Freiheit den Kindersoldaten

Quelle: Thora Meißner

#RedHandDay: AWS-Schüler/innen setzen Zeichen und appellieren an Bürgermeister

Schüsse. Brennende Häuser. Flüchtende Menschen. In Ländern wie Südsudan, Afghanistan, Mali, Irak, Libyen oder Syrien schrecklicher Alltag. Mittendrin: Kindersoldaten! Rekrutiert von Ausbeutern – unter dem Deckmantel der Religion oder ähnlicher Ideologien. Während sich andere Kinder dem Lesen, Schreiben und Rechnen widmen, lernen die weltweit geschätzt 250.000 Kindersoldaten, mit Waffen umzugehen und Menschen zu töten. Fernab ihrer Familien – unter Zwang und Drogeneinfluss. “Stopp!”, sagen die Schüler/innen der Agnes-Wenke-Sekundarschule und appellieren an Arnsbergs Bürgermeister Ralf Paul Bittner: “Wir wünschen uns von Ihnen, dass Sie Ihren Einfluss nutzen und sich für diese Kinder stark machen.”

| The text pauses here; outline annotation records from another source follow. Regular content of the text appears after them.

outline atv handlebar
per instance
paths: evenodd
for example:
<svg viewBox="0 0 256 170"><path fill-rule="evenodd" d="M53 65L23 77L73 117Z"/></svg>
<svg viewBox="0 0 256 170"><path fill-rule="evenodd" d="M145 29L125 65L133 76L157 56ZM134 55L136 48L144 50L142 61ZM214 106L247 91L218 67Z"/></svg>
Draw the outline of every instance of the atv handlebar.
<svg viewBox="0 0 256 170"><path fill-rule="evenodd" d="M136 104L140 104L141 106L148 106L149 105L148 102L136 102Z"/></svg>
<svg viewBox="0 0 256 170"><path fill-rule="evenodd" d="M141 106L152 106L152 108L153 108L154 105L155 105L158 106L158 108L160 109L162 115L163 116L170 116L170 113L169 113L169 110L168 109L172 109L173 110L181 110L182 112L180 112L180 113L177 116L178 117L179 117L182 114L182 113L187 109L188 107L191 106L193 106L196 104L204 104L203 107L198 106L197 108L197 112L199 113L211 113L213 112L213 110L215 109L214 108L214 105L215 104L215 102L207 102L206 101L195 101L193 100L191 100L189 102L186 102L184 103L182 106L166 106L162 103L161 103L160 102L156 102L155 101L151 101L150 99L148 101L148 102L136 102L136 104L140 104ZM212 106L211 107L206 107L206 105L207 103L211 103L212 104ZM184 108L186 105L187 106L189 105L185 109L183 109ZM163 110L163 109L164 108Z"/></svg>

Bereits im Mai organisierten die Klassenlehrerin der aktuellen Klasse 6c, Irmgard Althaus, zusammen mit der Kunst- und Kreativtherapeutin Monika Jansen einen Red-Hand-Projekttag. Geduldig, behutsam und kindgerecht sensibilisierten sie die Schüler und Schülerinnen für das Thema “Kindersoldaten”. Sie erfuhren, in welchen Ländern Krieg herrscht und wo Kindersoldaten eingesetzt werden. Wie unschuldige Kinder rekrutiert werden und wie es ihnen dabei geht. “Mich macht es wütend, dass Kinder nicht wie Kinder leben dürfen, sondern gezwungen werden, andere Menschen zu töten. Ich frage mich, wie die Kinder damit fertig werden”, sagt Klara.

Schnell wurde klar: Es muss ein Zeichen her! So gestalteten die Schüler und Schülerinnen der Klasse 6c sowie einige Kunst- und DuG-Kurse ihre Wünsche, um sie später dem Bürgermeister der Stadt Arnsberg zu überreichen. Jetzt war es endlich soweit – Ralf Paul Bittner besuchte die AWS und nahm rund 200 “Red Hands” in Empfang. “Ob wir etwas bewirken können, wissen wir nicht. Aber einen Versuch ist es auf jeden Fall wert, da uns das Wohlergehen der Kinder sehr am Herzen liegt. Herr Bürgermeister, wir freuen uns sehr, dass Sie heute hier sind und unsere ´Red Hands` in Empfang nehmen”, so Antonia.

Ralf Paul Bittner zeigte sich beeindruckt: “Ich bin sehr stolz, heute eure ´Rote-Hand-Abdrücke` entgegenzunehmen. Ich schlage vor, dass wir diese auch an einem zentralen Platz im Rathaus ausstellen, damit möglichst viele Menschen von eurer Aktion erfahren und über das Leben und Leiden der Kindersoldaten informiert werden!” Die Kindheit solle von Glück, Unbeschwertheit und Fürsorge geprägt sein – diese Kinder erführen jedoch ein unvorstellbares Leid und seien oft ihr ganzes Leben traumatisiert. Umso wichtiger sei es, auf ihr Schicksal aufmerksam zu machen.

Seit 2002 findet der Red Hand Day Jahr für Jahr am 12. Februar statt – viele Kinder, Jugendliche und Erwachsene sind jedes Mal dabei und sammeln in vielen Ländern “Red Hands”, um sie beispielsweise an Abgeordnete, Minister, den UN-Generalsekretär oder den Bundespräsidenten zu übergeben. Auch die AWS wird dran bleiben und immer wieder ein Zeichen setzen!